Apple isn't going to give up the substantial performance benefits of on-package unified memory in order to support DIMMs. Therefore I predict that we'll see a two-tier memory architecture with the OS making automated decisions based on memory pressure, as well as new APIs to allocate memory with a preference for capacity or performance.

The chassis design is new enough that it was designed with an eventual Apple Silicon Mac Pro in mind, so I expect to see minimal change to the exterior. It might shrink and have fewer slots (particularly since most users won't need a slotted GPU) though I think that's unlikely given that its height and width was defined by 5U rack dimensions.

2 comments

Currently the performance and power benefits of having tightly packaged RAM are taken full advantage of by the M1 family. A less tightly coupled memory system will likely have significant performance implications. There's a reason why all GDDR memory for GPUs is soldered, as there's signaling issues caused by things like longer traces and the electrical behavior of the sockets themselves.

People also seem often to forget that interconnects are a significant amount of modern power budgets - look at the Epic IO die often using more than the cores in many workloads. It may be the the M1 family looks less attractive when you actually have to add these requirements.

Perhaps there's some possibility of having both a tightly-coupled RAM package and also have an extensible memory system - though that has significant management complexity if you try to treat it like a cache, or likely needs app support if it's some NUMA system where they're mapped separately. But possible, at "just" the cost of the extra memory controller.
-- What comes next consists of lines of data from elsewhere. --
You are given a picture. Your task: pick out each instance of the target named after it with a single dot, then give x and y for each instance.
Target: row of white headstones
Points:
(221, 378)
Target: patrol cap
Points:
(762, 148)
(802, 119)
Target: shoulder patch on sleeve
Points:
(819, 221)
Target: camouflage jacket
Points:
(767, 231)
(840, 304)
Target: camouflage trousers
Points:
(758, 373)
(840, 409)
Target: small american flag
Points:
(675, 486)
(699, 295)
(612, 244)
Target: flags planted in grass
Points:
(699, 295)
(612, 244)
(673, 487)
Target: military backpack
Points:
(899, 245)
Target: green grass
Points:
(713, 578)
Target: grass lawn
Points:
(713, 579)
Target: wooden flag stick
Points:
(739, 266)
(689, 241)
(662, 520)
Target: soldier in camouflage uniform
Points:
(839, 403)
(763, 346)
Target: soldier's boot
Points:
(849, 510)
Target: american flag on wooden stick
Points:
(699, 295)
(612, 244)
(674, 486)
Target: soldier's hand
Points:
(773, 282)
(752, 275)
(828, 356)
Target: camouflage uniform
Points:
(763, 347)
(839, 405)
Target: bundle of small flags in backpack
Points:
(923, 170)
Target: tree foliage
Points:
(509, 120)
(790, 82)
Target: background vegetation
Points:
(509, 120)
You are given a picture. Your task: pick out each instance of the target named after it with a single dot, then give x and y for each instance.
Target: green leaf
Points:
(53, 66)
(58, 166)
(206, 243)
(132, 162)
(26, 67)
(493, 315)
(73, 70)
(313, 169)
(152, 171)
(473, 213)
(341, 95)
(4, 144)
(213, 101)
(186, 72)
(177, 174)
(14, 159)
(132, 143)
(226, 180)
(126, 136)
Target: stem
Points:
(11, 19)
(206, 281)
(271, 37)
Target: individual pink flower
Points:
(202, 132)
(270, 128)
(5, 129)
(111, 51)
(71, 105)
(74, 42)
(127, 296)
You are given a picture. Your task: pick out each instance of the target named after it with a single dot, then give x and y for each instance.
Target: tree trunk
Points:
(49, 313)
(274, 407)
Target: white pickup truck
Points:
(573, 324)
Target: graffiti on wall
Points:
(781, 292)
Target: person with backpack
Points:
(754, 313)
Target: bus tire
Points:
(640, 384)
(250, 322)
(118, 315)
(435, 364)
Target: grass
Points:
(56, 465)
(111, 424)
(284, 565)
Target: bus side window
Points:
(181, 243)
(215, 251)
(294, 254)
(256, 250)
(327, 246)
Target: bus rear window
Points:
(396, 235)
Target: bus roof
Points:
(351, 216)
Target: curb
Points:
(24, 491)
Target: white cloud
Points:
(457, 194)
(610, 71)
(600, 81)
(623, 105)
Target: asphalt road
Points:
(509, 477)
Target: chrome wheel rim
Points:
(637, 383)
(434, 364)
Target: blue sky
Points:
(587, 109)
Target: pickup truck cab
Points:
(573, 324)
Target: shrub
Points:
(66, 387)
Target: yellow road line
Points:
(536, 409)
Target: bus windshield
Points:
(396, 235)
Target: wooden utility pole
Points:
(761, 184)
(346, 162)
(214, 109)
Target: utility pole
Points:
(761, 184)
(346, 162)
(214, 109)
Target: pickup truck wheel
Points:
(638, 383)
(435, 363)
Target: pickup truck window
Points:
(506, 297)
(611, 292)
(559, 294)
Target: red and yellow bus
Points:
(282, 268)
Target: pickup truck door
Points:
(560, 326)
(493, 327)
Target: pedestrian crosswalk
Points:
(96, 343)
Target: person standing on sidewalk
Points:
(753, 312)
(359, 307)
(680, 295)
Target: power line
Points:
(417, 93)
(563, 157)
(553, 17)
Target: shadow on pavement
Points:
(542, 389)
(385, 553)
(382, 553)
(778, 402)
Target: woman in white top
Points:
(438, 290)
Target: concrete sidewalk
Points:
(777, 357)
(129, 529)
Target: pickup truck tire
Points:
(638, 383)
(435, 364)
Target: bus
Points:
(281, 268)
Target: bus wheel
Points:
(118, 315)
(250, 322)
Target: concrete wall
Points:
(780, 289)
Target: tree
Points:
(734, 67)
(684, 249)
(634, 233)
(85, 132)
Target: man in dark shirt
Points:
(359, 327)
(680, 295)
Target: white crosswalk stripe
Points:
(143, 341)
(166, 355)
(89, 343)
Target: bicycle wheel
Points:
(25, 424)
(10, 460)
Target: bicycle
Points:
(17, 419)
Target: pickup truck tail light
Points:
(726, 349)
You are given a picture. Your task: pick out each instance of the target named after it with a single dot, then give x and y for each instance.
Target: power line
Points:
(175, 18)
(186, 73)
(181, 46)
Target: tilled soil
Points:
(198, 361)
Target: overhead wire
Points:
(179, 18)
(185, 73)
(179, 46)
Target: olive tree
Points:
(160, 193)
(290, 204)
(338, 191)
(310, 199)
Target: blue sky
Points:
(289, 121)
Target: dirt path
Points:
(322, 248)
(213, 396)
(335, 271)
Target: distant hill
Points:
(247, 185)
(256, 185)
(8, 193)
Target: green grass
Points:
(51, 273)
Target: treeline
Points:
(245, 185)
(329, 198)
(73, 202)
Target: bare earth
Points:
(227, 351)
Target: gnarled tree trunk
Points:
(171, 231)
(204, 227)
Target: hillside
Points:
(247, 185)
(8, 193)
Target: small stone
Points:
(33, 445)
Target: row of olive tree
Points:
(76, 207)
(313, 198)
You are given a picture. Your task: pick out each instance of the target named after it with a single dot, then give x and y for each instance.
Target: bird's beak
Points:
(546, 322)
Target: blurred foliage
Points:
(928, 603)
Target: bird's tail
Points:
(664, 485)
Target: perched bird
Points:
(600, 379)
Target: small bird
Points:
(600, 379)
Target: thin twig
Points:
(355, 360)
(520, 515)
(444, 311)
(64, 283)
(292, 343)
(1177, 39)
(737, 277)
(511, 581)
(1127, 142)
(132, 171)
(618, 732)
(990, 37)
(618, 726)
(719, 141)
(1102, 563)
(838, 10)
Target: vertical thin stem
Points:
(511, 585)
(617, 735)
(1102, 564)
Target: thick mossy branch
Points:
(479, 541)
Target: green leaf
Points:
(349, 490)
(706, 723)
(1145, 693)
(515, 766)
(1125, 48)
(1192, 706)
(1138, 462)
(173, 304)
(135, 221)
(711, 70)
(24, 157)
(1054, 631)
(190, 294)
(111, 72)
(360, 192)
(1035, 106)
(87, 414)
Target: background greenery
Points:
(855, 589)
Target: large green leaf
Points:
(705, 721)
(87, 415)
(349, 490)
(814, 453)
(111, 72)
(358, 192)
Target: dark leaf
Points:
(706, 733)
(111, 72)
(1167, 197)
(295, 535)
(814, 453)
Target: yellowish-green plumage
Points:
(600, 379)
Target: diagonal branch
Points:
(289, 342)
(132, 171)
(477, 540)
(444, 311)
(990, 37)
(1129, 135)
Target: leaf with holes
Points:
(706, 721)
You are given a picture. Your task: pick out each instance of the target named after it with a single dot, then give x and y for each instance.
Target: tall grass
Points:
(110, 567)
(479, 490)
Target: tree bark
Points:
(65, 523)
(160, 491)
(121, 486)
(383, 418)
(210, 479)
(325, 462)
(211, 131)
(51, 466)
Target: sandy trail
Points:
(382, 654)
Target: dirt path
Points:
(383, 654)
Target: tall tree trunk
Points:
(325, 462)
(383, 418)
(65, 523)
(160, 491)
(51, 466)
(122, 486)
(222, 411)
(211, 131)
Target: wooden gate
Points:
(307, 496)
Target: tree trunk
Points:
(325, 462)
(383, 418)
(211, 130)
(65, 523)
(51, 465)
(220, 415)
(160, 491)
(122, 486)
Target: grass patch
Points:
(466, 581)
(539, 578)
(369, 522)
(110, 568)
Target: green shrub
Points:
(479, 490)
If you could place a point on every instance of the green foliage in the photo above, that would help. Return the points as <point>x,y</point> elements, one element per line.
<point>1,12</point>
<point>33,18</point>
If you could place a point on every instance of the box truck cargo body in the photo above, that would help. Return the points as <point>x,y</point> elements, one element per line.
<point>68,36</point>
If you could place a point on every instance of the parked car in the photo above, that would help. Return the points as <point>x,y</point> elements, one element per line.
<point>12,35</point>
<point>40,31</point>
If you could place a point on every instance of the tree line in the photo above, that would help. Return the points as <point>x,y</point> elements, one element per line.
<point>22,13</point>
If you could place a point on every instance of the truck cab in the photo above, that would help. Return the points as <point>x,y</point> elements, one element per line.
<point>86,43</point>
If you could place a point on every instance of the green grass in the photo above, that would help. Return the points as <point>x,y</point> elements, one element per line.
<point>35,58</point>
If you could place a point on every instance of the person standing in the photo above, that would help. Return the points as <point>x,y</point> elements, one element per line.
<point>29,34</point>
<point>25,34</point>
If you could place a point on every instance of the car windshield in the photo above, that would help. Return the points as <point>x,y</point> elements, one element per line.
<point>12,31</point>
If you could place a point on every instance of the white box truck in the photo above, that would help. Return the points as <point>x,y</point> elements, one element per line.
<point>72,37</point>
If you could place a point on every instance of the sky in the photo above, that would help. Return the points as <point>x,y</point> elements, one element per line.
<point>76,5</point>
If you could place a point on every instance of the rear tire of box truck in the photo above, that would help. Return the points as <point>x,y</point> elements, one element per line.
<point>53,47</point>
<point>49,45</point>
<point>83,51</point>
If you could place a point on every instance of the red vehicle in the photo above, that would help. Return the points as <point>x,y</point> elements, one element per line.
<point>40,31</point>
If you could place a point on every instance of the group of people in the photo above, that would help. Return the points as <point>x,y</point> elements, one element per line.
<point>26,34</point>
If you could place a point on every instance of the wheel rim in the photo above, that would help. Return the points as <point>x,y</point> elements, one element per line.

I would love to be wrong but I dont think DIMM will be a thing on Mac any more. Not only does it not make economical sense for Apple with additional DDR5 memory controller support and testing, they can now also charge substantial premium for memory.
DIMMs likely won't be a thing anywhere before too long. They're too large and problematic to deal with for the latest memory interfaces (which previously had only been found on GPUs). There's only so much you can miniaturize before the connectors become a real problem - and we can now put an entire "computer" in a single package.

I'm interested to see when the PC form factor goes away completely, likely 1-2 generations of product from now.